Алиса покачала головой.
— Знаешь, — сказала я, — мне кажется, нам лучше своих планов особенно не менять, иначе это может показаться кому-то странным. Но мы постараемся непременно сделать так, чтобы кто-то из нас — Анук или я — все время был здесь на тот случай, если тебе вдруг что-нибудь понадобится.
Алиса кивнула, но без улыбки.
Я посмотрела на Анук; я знала, что сегодня она собиралась снова встретиться с Жанно. Анук улыбнулась в ответ и сказала:
— Да все нормально, мам. Мы с Алисой прекрасно посидим дома, посмотрим дневные передачи, поржем над разными телешоу.
— Алиса будет в восторге, не сомневаюсь. — Я ласково взъерошила дочери волосы. — Особенно много вам даст передача «Эстонская топ-модель, или Женщина, которая никак не может перестать есть пироги». Алиса, когда ты устанешь от шуточек Анук, просто попроси ее оставить тебя в покое, хорошо?
И снова на дрогнувших губах Алисы промелькнул призрак улыбки, точно краешек тонкого месяца. Анук ей явно нравилась. Не могу сказать, что я была так уж этим удивлена. Моя маленькая незнакомка всегда умела привлечь последователей. Возможно, если я оставлю их наедине, Анук сумеет выяснить то, чего мне выяснить так и не удалось.
И я ушла в Маро, наказав им обеим присматривать за Розетт.
Глава третья
Четверг, 19 августа
Я ожидала увидеть утреннюю суету, но весь Маро будто вымер: на улицах ни души, магазины закрыты. Казалось, сейчас часов шесть утра, а не половина одиннадцатого. Солнце уже припекало вовсю, а в воздухе, каком-то неестественно прозрачном, не чувствовалось ни малейшего дуновения ветерка.
Похоже, этим утром был открыт только спортзал Саида — и вот там явно наблюдалась некоторая активность. Интересно, подумала я, а сам-то Саид знает, что его дочь пропала? Конечно же нет — если б знал, наверняка закрыл бы свое заведение на весь день.
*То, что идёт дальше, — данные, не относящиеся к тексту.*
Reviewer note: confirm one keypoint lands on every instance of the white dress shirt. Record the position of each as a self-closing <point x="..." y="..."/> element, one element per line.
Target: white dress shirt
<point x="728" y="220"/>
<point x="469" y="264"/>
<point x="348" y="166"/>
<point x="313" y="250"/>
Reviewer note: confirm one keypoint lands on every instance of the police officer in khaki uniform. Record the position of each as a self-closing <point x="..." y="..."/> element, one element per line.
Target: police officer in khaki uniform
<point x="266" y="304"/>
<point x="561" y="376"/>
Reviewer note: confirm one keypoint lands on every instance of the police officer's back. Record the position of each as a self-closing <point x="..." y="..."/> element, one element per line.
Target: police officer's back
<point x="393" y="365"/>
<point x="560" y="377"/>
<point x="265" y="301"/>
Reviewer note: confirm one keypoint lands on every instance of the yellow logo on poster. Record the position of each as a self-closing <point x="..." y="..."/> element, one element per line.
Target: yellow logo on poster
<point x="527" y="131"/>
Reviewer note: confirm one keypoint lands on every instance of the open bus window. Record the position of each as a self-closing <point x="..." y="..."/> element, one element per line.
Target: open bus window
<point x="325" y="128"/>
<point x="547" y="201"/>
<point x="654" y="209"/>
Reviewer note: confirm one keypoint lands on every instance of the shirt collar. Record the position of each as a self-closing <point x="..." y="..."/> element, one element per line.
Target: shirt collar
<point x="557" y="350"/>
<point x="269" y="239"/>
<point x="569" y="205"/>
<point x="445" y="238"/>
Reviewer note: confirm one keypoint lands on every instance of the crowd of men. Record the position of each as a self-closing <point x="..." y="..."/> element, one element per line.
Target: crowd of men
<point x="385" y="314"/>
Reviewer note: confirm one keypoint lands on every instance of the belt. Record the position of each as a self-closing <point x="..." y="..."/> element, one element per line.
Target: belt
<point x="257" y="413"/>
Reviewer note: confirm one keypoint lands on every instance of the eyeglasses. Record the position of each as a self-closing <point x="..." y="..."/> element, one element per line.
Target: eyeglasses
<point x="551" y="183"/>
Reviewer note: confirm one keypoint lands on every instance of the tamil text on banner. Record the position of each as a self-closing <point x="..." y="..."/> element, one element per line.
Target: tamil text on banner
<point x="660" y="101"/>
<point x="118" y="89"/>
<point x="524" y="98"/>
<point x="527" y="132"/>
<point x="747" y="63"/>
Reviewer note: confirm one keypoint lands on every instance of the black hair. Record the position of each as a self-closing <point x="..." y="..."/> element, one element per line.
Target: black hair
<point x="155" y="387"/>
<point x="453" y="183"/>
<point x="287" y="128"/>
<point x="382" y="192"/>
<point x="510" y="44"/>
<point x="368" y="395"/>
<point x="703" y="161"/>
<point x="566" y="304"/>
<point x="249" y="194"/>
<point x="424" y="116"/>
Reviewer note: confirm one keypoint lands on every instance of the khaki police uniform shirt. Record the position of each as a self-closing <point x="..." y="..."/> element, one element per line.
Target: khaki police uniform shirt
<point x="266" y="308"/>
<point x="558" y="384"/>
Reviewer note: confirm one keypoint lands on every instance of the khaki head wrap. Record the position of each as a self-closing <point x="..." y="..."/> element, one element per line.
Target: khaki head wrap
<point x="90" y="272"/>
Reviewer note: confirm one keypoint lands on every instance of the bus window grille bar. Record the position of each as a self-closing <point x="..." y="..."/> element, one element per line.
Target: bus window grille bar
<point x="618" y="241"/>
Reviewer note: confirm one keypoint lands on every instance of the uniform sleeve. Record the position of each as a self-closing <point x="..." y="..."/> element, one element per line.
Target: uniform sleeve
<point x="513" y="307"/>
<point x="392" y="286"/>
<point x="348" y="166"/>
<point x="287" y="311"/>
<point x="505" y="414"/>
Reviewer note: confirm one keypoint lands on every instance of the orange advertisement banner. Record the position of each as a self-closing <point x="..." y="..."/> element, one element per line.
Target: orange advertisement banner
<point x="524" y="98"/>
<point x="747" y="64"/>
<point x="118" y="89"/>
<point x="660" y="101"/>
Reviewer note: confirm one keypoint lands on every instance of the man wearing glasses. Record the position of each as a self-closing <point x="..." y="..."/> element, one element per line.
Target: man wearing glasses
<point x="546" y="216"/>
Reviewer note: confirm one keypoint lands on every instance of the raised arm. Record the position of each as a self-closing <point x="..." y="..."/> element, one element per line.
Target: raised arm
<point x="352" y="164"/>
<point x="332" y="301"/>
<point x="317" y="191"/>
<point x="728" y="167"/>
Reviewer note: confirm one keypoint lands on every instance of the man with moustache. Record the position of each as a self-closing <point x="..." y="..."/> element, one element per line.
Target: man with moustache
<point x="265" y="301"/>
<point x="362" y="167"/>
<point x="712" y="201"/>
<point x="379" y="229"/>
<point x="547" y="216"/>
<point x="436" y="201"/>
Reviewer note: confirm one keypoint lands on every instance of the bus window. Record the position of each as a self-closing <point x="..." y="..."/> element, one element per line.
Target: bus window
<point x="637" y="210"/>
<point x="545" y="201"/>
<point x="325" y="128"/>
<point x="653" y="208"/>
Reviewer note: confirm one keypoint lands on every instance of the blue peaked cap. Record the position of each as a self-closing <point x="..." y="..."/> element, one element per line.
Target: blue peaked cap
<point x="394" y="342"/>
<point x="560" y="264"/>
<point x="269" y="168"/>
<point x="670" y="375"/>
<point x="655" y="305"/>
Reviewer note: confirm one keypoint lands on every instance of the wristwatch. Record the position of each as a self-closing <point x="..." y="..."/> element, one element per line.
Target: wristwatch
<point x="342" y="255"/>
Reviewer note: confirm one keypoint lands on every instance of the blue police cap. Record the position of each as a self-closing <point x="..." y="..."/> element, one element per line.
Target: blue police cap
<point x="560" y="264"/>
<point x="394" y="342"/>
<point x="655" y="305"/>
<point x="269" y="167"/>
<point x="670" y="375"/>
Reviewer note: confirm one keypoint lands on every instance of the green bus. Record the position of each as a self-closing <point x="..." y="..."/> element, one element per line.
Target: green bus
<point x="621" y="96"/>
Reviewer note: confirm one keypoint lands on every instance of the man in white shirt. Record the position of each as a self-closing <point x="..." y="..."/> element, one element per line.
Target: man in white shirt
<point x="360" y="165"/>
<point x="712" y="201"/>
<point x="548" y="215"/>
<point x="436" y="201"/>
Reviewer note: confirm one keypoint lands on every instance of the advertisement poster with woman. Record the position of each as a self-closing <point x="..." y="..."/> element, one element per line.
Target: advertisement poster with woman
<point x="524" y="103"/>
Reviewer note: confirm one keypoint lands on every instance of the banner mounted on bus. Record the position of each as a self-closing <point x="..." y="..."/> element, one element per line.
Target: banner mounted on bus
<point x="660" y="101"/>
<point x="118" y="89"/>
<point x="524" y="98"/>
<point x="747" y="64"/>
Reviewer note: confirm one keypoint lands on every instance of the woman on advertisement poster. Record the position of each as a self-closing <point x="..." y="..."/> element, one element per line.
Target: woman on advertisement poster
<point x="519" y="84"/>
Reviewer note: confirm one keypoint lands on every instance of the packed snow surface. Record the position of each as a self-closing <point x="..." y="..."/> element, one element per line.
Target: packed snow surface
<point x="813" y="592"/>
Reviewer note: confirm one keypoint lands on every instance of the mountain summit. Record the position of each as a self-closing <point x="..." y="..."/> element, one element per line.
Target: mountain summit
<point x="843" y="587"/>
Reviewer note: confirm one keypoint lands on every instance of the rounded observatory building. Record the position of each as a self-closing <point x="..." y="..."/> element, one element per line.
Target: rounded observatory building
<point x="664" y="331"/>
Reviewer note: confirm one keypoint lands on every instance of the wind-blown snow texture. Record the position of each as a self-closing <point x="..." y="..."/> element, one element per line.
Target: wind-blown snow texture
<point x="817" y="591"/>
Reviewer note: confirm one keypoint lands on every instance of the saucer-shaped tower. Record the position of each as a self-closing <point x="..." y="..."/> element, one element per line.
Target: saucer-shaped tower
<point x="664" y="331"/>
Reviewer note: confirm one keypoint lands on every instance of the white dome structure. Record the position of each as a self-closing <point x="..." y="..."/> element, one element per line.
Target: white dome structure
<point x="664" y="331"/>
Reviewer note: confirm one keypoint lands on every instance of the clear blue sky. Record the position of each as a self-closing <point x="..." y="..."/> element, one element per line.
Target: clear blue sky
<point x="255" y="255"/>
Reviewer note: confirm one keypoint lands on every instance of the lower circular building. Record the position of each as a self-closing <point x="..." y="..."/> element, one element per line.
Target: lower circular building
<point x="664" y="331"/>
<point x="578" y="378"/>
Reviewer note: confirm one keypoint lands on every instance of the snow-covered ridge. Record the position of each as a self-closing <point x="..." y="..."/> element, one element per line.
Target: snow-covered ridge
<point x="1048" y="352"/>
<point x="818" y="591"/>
Однако в спортзале, как всегда, царило оживление, и ничто не свидетельствовало о том, что вчера ночью в Маро исчезла какая-то девушка…
Красная дверь зала отворилась, и оттуда вышли двое мужчин. Один молодой, максимум лет двадцати, в майке-безрукавке и шортах «милитари». Второй — лет тридцати с небольшим; он был прямо-таки невероятно хорош собой, я таких красивых мужчин ни разу в жизни не видела. Изящный и одновременно по-мужски мускулистый — такими бывают танцоры или те, кто занимается восточными боевыми искусствами; кожа светло-оливковая; черные волосы коротко подстрижены; рот четко, даже резко очерчен, но, как это часто бывает на Востоке, словно намекает на затаенную чувственность…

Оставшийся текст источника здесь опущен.